Before getting back to the programme, please can I just set all your minds at rest. The world isn’t going to end this week. It really isn’t. I hereby give you my cast-iron guaranteed on-my-honour promise of that, and you can sue me in the afterlife if I’m wrong.
It isn’t going to end on Friday 21 December or any other date predicted by the ancient Mayans, Nostradamus, Harold Camping, Tim LaHaye, or any of the other myriad soothsayers of the apocalypse over the centuries.
Look, even Jesus himself apparently isn’t too sure when it’s going to happen, or at least wasn’t when he was available for anyone to ask. Confident predictions of his return started about 5 minutes after he left the first time, and for nearly 2000 years have all been wrong. There’s no reason to think he’s going to turn up now just because the Mayans ran out of calendar. And even if God does decide that it’s time for Christ to return, it will be to reign not to end the world.
Our Sun can keep itself going for a few billion more years, and our planet has a fair few ages left to run as well, assuming we don’t somehow blow it up or make it uninhabitable first. It’s certainly possible that our native human stupidity will bring about our collective demise at some point in the next few hundred or few thousand years, but it’s very unlikely we’ll do the job properly and there are almost bound to be survivors, if only by accident.
Yes, there may one day be a giant asteroid strike, or a super-volcano, or a mega-bug pandemic – but none of these things are likely to wipe out the whole world or everyone and everything in it.
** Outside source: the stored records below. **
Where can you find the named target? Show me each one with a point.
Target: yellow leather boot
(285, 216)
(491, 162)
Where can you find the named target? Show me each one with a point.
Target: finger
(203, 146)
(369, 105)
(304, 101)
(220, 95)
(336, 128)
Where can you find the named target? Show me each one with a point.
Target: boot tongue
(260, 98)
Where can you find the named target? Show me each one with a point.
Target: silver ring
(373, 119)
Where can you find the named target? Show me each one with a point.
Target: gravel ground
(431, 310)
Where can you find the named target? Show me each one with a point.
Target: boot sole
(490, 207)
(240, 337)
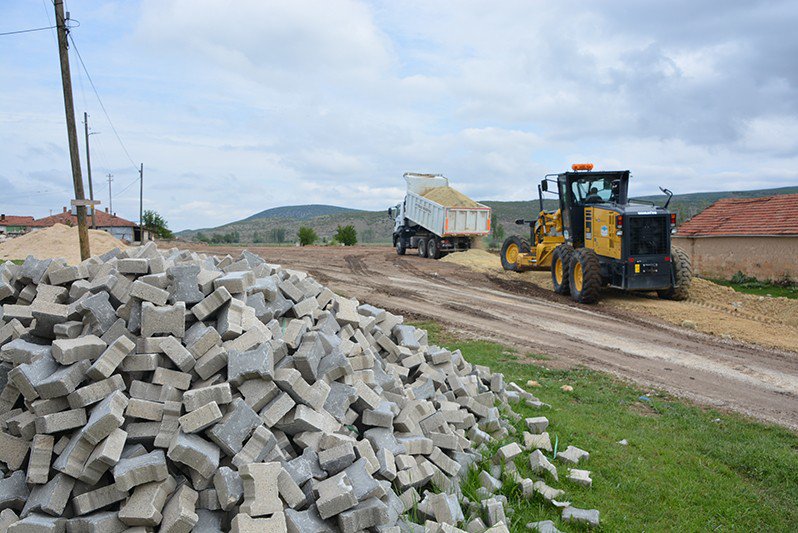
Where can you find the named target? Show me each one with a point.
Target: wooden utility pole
(141, 204)
(88, 169)
(72, 134)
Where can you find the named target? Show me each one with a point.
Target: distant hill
(280, 224)
(300, 212)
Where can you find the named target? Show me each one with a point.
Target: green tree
(307, 236)
(346, 235)
(156, 224)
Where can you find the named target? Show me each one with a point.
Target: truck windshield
(593, 191)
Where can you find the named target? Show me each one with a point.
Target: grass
(686, 468)
(761, 288)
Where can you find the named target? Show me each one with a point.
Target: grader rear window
(648, 235)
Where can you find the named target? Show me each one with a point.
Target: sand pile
(57, 241)
(711, 308)
(448, 197)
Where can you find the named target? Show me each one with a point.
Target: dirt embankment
(58, 241)
(711, 308)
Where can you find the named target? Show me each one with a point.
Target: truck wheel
(561, 267)
(433, 250)
(683, 272)
(422, 248)
(585, 276)
(513, 247)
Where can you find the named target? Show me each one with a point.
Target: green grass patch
(686, 468)
(761, 288)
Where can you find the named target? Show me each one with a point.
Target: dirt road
(753, 380)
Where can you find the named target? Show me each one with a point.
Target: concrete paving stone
(171, 378)
(336, 459)
(133, 266)
(98, 309)
(535, 442)
(365, 515)
(589, 517)
(96, 499)
(13, 491)
(243, 523)
(258, 392)
(19, 351)
(193, 399)
(135, 471)
(149, 293)
(62, 421)
(234, 427)
(145, 505)
(211, 303)
(235, 282)
(104, 456)
(41, 455)
(184, 284)
(179, 514)
(178, 354)
(50, 498)
(257, 448)
(63, 381)
(580, 477)
(37, 523)
(572, 455)
(334, 495)
(537, 425)
(252, 364)
(167, 319)
(260, 489)
(144, 410)
(68, 351)
(201, 418)
(105, 417)
(211, 362)
(229, 487)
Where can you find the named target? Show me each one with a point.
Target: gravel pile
(172, 390)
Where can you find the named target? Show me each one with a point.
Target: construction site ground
(625, 335)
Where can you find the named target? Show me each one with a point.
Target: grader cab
(597, 238)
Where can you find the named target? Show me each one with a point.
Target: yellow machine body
(601, 232)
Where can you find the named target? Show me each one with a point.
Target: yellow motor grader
(597, 238)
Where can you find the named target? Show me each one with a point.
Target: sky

And the ideas that we’ll all be consumed by nanotechnological grey goo or taken over by AI machines are entertaining but frankly laughable.
Apocalyptic thinking is, in my view, dangerous and futile. If an apocalypse really is coming we won’t be able to avoid it, and I’m not all that sure why we’d want to survive it as some seem determined to. The best we can do is to live as well as we can now, treating each other and the planet in ways that make it more likely there actually will be a tomorrow.
I can’t of course guarantee that terrible and tragic things won’t happen around the world and in the lives of individuals, as they sadly do every day on this messed-up world. I can’t promise how long your own life will last. I can’t promise that we won’t soon precipitate global calamities by our cavalier treatment of the planet and its finite resources, or by our strange propensity to destroy each other with ever more sophisticated weaponry. And I certainly can’t say when Jesus will return.
But I really do promise you that the world won’t end on Friday 21 December. I’m afraid you can’t get out of Christmas that easily. Nor out of my Christmas blog posts, due to resume tomorrow, whatever the Mayans think.